Ibelieve that a little philosophy is needed on the subject of the nation. It was the nation which first led me to question Marxism seriously. This was the real breach in the walls which let me make an outside tour of the fortress, rather than go on penetrating farther into it . . . it was what let me get out, and then situate it in a wider framework. In other words, it first allowed me to see Marxism as a decisive but not ultimate stage in our understanding of history.

In an article you published recently in Le Nouvel Observateur on the national question, you seemed to be criticizing the idea of the nation as a historically transitory category. You wrote that ‘like language, the nation is an invariable which cuts across modes of production’. Is it your view that the nation existed in pre-capitalist modes of productionunder feudalism for example? Or do you think, on the other hand, that the nation and national states will go on existing under the communist mode of production?

There is a whole nest of questions here, one inside another.
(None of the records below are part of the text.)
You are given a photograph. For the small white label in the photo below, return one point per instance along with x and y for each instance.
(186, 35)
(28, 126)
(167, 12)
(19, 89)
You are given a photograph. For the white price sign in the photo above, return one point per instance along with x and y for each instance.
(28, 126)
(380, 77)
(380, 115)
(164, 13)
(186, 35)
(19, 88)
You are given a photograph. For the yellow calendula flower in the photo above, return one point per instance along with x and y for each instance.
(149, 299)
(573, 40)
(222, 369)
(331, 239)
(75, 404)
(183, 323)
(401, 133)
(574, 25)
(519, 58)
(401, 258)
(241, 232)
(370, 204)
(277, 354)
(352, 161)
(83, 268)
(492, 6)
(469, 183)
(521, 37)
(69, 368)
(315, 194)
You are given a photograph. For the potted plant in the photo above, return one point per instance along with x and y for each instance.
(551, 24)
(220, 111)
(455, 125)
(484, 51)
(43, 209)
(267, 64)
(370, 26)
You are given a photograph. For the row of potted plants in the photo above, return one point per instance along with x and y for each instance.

Let me begin with the last one—the nation in the communist mode of production. We do not want to discuss the communist mode of production as such here; but I must say it is a notion still entangled with infantile utopian ideas. I mean that the idea of communism as the goal of history remains a non-materialist and nondialectical one, best understood as an Idea of Pure Marxist Reason. In so far as it posits the end of scarcity, the disappearance of the state, and an end to the distinction between manual and intellectual labour, it clearly deserves to be called utopian. This is why Marx took it over unaltered from the utopian thinkers, and never reflected seriously upon it. All that is meant by the communist mode of production is no more than a horizon keeping pace with the traveller. We have now learned a few serious lessons about the ‘withering away’ of the state, and latterly about the end of scarcity too. In any case, scarcity understood as a relationship is a permanent datum of history: all scarcity is relative and this relativity is absolute in the sense that innovation itself constantly produces scarcity. The latest automated machine will always be a scarce commodity for previous generations that did not have it; so, in other words, scarcity is a constitutive factor in man’s economic relationship to things. One could show equally how the idea of power disappearing as something distinct from society in general is without any material basis. But let us leave this to one side and get back to the nation.

One of the things showing the communist mode of production’s utopian character is its postulated universality: the way it envisages the disappearance of cultural and national particularities. Here we have an idealist concept having no connection with the theory of contradiction as a permanent motor of history. This is really a residue (and maybe more than a residue) of speculative thought in Marx—in any case, an idea taken over from the Aufklärung.

Let me take up your question on the nation as an invariable cutting across modes of production. The question contains a snare. Why is this? Because the nation is in one sense a historically determined mode of existence, and to this extent a variable; yet what the nation expresses, that of which the nation is made, is an invariable. So while it is quite true that the nation is a historically transient category as something arising out of the ruins of feudalism, etc., historically determinate and hence variable, yet it is so as one phase of a primary determinant that remains invariable: the cultural organization of the human collectivity in question. This is what the Greeks called the Polis, and it extends from the days of clan and lineage to the nations of the present-day world; afterwards, it will go on developing.

I am pushing your question a stage further, if you like. We should not become obsessed by the determinate historical form of the nation-state, but try to see what that form is made out of. It is created from a natural organization proper to homo sapiens, one through which life itself is rendered untouchable, or sacred. This sacred character constitutes the real national question. This may appear a spiritualist notion, on the face of it. Well let me point out that all the official declarations of the existing socialist states do define their national soil as literally sacred, and also the duty of defending it. A strange terminology . . . for instance, during the Sino-Soviet conflict in the Far East military bulletins from both sides of the Yalu river employed the word ‘sacred’. We find this involuntarily religious vocabulary in Cuba, Poland, everywhere, as well as in the ussr and China—wherever the notion of their national territory is questioned. Strange; you may perhaps object that it is merely the mechanical residue of an out-of-date vocabulary? I believe it should be taken more seriously than this; it may be a lapsus, but is at least a significant lapsus.

Now a slight shift of perspective: it is my belief that we must locate the nation phenomenon within general laws regulating the survival of the human species. This survival is won against death. Against entropy, that is, against the degradation of energy affecting thermal systems as well as human ones. Entropy is chaos, disorder, of which there are two concrete or perceptible aspects: time as the irreversible passage from life into death, as that which never returns; and on the other hand spatial disintegration, the disaggregation of a community and its reversion to an arbitrary state, to determination by mere probability. These are the twin threats of disorder and death. Over against them the human species necessarily sets two anti-death processes which enter into all forms of society, and hence must be considered primary or anthropological determinants.